I need to compare two integer using Bit operator. I faced a problem where I have to compare two integers without using comparison operator.Using bit operator would help.But how?

让我们说 a = 4; b = 5;

Lets say a = 4; b = 5;

我们必须显示a不等于b。 但是，我想进一步扩展它，比方说，我们将显示哪个更大。这里b更大..

We have to show a is not equal to b. But,I would like to extend it further ,say,we will show which is greater.Here b is greater..

推荐答案

至少需要与0进行比较，从概念上讲，这就是CPU所做的比较。例如

You need at least comparison to 0 and notionally this is what the CPU does for a comparison. e.g.

等于可以建模为 ^ ，因为这些位必须相同才能返回0

Equals can be modelled as ^ as the bits have to be the same to return 0

(a ^ b) == 0

如果这是 C 你可以放弃 == 0 ，因为这可以隐含

if this was C you could drop the == 0 as this can be implied with

!(a ^ b)

但是在Java中你不能将 int 转换为 boolean 而不是至少一些比较。

but in Java you can't convert an int to a boolean without at least some comparison.

为了比较，你通常做一个减法，虽然一个处理溢出。

For comparison you usually do a subtraction, though one which handles overflows.
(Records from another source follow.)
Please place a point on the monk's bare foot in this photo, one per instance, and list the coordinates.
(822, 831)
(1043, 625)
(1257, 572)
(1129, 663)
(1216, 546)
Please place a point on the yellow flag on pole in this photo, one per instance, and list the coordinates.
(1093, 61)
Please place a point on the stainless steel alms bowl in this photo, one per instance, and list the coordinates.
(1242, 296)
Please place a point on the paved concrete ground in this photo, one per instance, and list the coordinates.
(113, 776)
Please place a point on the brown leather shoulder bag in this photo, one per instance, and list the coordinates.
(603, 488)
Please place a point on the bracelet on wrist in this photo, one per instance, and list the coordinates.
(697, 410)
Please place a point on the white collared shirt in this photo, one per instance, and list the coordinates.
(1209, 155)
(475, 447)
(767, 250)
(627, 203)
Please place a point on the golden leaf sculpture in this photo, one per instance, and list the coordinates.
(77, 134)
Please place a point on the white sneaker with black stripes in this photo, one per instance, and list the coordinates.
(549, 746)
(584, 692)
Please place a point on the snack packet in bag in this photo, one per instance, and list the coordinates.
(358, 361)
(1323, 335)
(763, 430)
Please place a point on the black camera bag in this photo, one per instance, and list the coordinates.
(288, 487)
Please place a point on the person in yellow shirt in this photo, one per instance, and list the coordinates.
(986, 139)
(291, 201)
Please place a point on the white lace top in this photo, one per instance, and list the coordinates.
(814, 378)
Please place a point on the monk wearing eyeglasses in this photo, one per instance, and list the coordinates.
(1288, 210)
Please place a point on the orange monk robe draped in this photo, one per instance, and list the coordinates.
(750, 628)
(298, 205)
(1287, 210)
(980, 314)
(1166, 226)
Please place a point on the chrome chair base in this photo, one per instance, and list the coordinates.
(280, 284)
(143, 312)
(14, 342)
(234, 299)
(long) a - b > 0 // same as a > b

减法与添加负数相同且负数与~x + 1相同所以你可以做

subtraction is the same as adding a negative and negative is the same as ~x+1 so you can do

(long) a + ~ (long) b + 1 > 0

放弃 +1 你可以将此更改为

(long) a + ~ (long) b >= 0 // same as a > b

你可以实现 + 作为一个系列使用>> << & | 和 ^ 但我不会对你造成这种情况。

You could implement + as a series of bit by bit operations with >> << & | and ^ but I wouldn't inflict that on you.